先ほどの、絶頂の余韻から覚めた命の烈火のごとく炸裂した怒りは、少しは収まったようだ。景行は少しだけ緊張が和らいだ。
「景行君、本当に反省しているんだな?」
「はい! 反省してます! ごめんなさい!」
「もう謝らないでくれ。それに、もとはといえば、何でも言うことを聞くと言ったのは私だからな」
冷静に言いつつ、「もちろん、私の制止を聞かずに暴走したきみの非が消えたわけじゃないぞ」と釘を刺す。
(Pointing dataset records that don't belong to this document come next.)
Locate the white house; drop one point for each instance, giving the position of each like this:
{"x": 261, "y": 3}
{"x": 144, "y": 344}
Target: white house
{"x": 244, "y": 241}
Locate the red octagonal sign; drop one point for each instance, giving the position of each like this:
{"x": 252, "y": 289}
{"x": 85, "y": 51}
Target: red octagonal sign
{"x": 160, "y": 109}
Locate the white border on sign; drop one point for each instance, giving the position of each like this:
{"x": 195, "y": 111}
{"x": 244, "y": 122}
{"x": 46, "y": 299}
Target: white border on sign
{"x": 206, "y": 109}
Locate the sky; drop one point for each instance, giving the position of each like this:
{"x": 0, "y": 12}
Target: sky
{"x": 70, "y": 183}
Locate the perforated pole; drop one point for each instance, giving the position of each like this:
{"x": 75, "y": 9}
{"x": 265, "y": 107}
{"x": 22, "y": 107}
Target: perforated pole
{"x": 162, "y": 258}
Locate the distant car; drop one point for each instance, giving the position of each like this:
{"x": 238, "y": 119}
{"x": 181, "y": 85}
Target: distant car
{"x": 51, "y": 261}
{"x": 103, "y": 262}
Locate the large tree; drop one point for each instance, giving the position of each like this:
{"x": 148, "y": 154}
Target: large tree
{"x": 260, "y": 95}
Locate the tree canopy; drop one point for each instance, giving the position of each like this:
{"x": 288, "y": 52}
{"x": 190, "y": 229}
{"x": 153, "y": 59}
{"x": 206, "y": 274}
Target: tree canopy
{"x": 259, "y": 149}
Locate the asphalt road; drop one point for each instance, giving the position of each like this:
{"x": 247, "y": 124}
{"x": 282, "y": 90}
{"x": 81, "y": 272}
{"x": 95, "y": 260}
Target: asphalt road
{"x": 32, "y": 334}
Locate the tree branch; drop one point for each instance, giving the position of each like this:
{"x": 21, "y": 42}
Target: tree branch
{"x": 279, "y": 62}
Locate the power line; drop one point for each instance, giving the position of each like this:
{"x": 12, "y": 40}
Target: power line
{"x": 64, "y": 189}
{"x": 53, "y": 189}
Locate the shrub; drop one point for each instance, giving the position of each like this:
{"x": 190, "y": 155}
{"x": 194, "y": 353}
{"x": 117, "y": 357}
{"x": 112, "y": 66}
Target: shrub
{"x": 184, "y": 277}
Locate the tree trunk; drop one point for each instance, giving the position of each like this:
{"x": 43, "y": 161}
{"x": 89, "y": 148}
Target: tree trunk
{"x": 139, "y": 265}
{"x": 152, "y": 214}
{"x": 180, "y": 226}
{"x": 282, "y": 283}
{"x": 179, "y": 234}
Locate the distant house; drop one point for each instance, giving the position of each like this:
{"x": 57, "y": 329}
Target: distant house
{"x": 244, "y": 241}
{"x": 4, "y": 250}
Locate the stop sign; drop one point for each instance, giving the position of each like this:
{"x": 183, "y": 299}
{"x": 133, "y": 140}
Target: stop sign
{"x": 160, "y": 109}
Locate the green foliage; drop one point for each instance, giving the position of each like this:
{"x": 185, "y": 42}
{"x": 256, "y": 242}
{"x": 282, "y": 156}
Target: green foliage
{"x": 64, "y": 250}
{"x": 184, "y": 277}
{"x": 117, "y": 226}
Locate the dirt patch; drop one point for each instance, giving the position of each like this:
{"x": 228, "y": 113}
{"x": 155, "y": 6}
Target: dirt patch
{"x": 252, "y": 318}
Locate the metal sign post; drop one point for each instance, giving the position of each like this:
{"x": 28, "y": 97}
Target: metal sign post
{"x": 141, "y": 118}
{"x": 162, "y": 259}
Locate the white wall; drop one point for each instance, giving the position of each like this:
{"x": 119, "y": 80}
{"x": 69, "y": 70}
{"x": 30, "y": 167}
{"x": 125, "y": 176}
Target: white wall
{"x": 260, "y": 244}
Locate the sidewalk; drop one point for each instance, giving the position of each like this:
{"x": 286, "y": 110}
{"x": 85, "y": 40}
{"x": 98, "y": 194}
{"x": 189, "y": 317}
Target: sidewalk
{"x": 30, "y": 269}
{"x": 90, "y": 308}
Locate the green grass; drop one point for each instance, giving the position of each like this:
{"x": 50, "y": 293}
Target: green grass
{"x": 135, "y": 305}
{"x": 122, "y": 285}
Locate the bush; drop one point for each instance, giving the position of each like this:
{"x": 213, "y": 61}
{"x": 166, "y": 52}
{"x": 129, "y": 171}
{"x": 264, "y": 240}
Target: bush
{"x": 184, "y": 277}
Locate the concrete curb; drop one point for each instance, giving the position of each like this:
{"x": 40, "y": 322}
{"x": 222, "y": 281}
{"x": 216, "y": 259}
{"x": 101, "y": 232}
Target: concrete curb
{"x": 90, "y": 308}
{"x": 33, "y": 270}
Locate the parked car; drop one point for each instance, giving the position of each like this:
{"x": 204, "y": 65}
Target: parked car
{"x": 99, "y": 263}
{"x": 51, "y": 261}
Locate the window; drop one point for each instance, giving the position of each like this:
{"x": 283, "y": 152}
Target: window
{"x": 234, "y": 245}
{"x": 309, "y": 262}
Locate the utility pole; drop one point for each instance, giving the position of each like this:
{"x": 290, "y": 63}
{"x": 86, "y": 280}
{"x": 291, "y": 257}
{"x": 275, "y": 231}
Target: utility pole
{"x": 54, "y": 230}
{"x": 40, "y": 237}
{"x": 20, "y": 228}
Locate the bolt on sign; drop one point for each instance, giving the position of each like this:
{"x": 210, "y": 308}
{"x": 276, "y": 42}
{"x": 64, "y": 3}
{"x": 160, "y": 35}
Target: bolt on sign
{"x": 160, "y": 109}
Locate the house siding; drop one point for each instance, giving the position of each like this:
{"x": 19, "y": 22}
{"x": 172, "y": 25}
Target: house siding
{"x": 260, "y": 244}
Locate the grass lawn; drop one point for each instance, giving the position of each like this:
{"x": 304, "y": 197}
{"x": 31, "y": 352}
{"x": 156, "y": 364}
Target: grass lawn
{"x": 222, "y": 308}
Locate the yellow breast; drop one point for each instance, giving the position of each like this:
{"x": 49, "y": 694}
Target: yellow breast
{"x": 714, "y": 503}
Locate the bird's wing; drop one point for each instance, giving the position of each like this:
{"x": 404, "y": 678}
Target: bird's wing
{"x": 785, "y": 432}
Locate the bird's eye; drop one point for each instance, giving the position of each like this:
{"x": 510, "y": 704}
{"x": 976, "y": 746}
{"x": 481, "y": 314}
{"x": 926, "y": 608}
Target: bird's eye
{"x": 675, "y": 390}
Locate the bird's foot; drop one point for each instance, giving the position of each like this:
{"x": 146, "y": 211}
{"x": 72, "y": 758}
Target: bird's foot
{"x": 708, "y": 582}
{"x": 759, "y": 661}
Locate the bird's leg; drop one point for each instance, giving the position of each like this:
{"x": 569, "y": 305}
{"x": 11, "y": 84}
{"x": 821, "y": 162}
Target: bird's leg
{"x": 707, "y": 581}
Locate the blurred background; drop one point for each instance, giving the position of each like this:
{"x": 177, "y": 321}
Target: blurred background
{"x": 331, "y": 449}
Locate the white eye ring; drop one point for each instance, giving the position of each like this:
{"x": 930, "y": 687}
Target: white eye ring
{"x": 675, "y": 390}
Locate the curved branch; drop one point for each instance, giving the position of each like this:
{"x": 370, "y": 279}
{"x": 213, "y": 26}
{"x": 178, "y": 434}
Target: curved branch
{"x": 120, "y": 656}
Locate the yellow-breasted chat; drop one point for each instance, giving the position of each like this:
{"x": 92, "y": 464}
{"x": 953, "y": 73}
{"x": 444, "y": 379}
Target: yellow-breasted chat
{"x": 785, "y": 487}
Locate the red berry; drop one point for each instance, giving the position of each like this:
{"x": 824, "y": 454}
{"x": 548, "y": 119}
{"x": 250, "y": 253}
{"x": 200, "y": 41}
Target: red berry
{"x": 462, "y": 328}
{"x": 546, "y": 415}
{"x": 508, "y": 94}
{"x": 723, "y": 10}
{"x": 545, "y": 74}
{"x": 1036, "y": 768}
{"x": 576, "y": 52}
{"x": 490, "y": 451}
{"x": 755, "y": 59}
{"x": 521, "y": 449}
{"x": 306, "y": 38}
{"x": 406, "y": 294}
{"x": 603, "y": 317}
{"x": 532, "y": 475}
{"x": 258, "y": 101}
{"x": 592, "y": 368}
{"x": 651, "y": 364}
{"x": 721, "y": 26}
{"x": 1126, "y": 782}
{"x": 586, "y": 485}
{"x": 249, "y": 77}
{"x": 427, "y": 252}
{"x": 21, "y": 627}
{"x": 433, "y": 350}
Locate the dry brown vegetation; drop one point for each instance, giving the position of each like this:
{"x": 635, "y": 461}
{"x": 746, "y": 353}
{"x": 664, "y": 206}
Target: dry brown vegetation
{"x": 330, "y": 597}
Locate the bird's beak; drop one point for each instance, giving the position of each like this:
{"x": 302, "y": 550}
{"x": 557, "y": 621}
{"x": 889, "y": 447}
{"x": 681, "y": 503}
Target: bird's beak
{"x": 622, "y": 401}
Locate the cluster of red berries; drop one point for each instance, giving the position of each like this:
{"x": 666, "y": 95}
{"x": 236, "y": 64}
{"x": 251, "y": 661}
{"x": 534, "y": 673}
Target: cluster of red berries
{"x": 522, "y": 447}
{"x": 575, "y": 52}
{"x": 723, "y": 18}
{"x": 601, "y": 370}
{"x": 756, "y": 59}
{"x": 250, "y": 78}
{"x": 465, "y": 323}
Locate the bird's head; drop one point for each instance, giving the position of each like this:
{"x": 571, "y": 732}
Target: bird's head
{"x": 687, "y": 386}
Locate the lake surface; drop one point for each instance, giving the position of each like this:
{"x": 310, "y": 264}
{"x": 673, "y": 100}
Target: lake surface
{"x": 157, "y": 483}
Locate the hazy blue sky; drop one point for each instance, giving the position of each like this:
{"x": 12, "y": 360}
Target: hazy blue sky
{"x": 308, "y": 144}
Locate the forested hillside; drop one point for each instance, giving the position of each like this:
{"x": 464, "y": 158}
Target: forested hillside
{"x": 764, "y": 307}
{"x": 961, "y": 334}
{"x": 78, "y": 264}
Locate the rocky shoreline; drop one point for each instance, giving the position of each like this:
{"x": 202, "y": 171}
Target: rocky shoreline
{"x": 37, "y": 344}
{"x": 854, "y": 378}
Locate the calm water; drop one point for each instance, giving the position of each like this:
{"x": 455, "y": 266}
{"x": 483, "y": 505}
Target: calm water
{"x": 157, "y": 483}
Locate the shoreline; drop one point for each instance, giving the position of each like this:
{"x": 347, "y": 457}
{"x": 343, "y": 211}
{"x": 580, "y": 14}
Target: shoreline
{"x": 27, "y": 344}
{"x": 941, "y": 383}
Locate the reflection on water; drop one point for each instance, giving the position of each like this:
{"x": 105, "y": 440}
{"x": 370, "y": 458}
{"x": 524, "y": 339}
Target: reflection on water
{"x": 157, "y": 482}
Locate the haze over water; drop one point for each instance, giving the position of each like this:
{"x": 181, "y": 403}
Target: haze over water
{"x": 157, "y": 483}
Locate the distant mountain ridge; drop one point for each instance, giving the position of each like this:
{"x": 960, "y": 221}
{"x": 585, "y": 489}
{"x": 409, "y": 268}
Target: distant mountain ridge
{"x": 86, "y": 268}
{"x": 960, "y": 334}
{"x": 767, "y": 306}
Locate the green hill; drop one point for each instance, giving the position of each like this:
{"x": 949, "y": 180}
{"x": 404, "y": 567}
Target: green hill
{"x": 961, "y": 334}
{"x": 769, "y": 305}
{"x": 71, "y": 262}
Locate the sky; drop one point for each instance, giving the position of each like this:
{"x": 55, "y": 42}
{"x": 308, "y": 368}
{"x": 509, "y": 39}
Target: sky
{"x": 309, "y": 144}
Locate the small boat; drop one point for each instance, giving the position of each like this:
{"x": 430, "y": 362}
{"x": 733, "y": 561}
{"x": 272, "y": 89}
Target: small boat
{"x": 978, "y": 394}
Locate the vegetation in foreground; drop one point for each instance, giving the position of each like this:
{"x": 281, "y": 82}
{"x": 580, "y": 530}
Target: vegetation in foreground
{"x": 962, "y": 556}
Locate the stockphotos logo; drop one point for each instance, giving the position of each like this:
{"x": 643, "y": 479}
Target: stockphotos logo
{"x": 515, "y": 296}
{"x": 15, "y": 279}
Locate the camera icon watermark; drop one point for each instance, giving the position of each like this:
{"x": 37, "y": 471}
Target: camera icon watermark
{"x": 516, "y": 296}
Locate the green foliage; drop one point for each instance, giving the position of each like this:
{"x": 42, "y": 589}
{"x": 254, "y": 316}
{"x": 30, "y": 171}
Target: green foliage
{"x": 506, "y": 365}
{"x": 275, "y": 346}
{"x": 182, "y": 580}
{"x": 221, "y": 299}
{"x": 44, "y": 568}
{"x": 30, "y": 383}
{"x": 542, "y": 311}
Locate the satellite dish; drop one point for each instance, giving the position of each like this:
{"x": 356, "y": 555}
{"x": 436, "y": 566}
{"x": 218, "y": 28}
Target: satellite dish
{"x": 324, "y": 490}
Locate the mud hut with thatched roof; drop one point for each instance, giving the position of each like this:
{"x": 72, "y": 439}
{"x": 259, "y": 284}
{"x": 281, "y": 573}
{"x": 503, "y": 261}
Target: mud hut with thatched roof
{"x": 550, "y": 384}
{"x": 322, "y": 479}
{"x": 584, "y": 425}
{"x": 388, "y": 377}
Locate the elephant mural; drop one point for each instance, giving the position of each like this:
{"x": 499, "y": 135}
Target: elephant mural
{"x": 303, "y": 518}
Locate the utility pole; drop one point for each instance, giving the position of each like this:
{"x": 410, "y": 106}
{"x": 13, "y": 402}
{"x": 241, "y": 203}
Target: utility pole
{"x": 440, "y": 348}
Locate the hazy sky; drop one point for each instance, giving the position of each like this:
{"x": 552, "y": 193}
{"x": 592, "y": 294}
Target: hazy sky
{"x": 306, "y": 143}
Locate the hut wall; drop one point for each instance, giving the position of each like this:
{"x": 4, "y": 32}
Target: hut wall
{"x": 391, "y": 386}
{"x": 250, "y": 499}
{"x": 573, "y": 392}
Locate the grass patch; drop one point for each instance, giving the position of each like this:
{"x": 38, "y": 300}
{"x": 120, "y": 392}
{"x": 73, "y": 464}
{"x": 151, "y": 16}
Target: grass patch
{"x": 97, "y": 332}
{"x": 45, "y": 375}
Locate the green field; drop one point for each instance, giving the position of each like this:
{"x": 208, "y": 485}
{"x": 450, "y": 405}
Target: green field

「はい、それはもう。……命ちゃん、ごめんね。本当に。それに、お願いを聞いてくれてありがとう」
「うん」
改めて謝る景行に、命はやっと表情を和らげて頷いてくれた。
ほっとした景行は、つい言ってしまった。
「命ちゃん、俺のお願いを聞いてくれた代わりに、命ちゃんのお願いを俺に叶えさせてくれないかな?」
その言葉に、命がぴくっと身体を震わせた。
「……いいのか?」
その不審な命の震えには気付かず、景行が頷いた。
「うん。もちろん」
「そうか、じゃあ……」
言いながら、命が瞳を潤ませる。
「じゃあ、私と、ちゃんと、セックスしてくれ」
「……え?」
「さっきのは、おしっこはイヤだったけど、凄く気持ち良かったんだ。だから、な? ちゃんと二人でセックスすれば、もっと気持ち良くなれるだろう?」
「え? え? いや……、ええ!?」
予想外の展開に、仰け反る景行。
命は表情も蕩けさせながら更に迫る。
「な? セックス、しよ? もっと、気持ち良く、なろ? な? セックス、な?」
完全に欲情した様子で、命がのしかかる。不意をつかれた格好になった景行は、気がつけば命に組み伏せられていた。
「ちょちょちょ! 命ちゃん! 落ち着いて!」
「私は落ち着いている。ただ、激しく、狂おしく、欲情しているだけだ」
「そ、それは落ち着いてないと思……んぅ!?」
彼の口を塞ぎ、命が先ほどの仕返しとばかりに押し倒した。